In his recent post, Eugene Volokh of the Volokh Conspiracy recently discussed whether it can ever be libelous to say, accurately, that someone has been arrested after the arrest has been expunged. The New Jersey Supreme Court rightly described the idea as Orwellian and rejected it.
However, in Europe a version of this rule is being advanced in the name of privacy. Unlike the strange libel theory highlighted by Eugene, the equally strange European “right to be forgotten” stands a good chance of being adopted in some form. In fact, there is a good chance it may be applied widely inside the United States as a result of Europe’s push to export its data protection standards.

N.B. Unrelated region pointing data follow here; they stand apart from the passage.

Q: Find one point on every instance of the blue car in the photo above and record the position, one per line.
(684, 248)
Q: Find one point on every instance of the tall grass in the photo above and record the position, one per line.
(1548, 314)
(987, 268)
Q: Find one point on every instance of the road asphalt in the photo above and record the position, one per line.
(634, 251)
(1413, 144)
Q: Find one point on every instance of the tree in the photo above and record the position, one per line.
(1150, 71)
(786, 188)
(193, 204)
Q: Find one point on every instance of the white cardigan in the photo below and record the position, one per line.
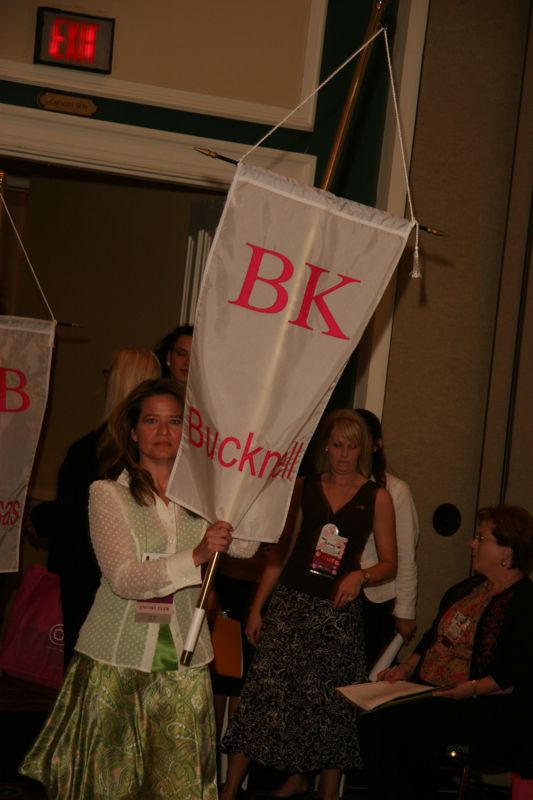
(404, 586)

The European Commission explains its proposed directive as follows:
Any person should have the right to have personal data concerning them rectified and a ‘right to be forgotten’ where the retention of such data is not in compliance with this Regulation. In particular, data subjects should have the right that their personal data are erased and no longer processed, where the data are no longer necessary in relation to the purposes for which the data are collected or otherwise processed, where data subjects have withdrawn their consent for processing or where they object to the processing of personal data concerning them or where the processing of their personal data otherwise does not comply with this Regulation.
To clarify, a “data subject” is anyone about whom facts have been collected or processed. The data protection rules apply to anyone who does the collecting or processing, whether a big mail order company, a community newsletter, or a lonely blogger. While there’s a regulatory carveout allowing retention of data “for exercising the right of freedom of expression,” the presumption of the rule is that if the person objects to its retention any data about that person must be erased. Indeed, if the data has been passed on to third parties for processing, they must also be told “to erase any links to, or copies or replications of that personal data.”
If you’re thinking that such a law could never be adopted here, think again. Europe has long engaged in a kind of data boycott of the United States, refusing to allow American companies to process any personal data from Europe on grounds that US privacy law is not “adequate” to protect Europeans. Under this economic pressure, more and more companies have agreed in effect to apply European data protection law to their activities inside the United States. In fact, the Federal Trade Commission is now busily enforcing European data protection law in the US.
So there’s a decent chance that the “right to be forgotten” will be enforced here, and that it will end up regulating what information Americans are allowed to give to other Americans.
And what about the First Amendment, you say? Sorry, that’s just a local ordinance in Europe’s view – though in time perhaps you’ll be able to file a “Form 327a — Request to Retain Data for Purposes of Exercising the Right of Freedom of Expression” and receive a prompt reply from a European agency granting or denying your request.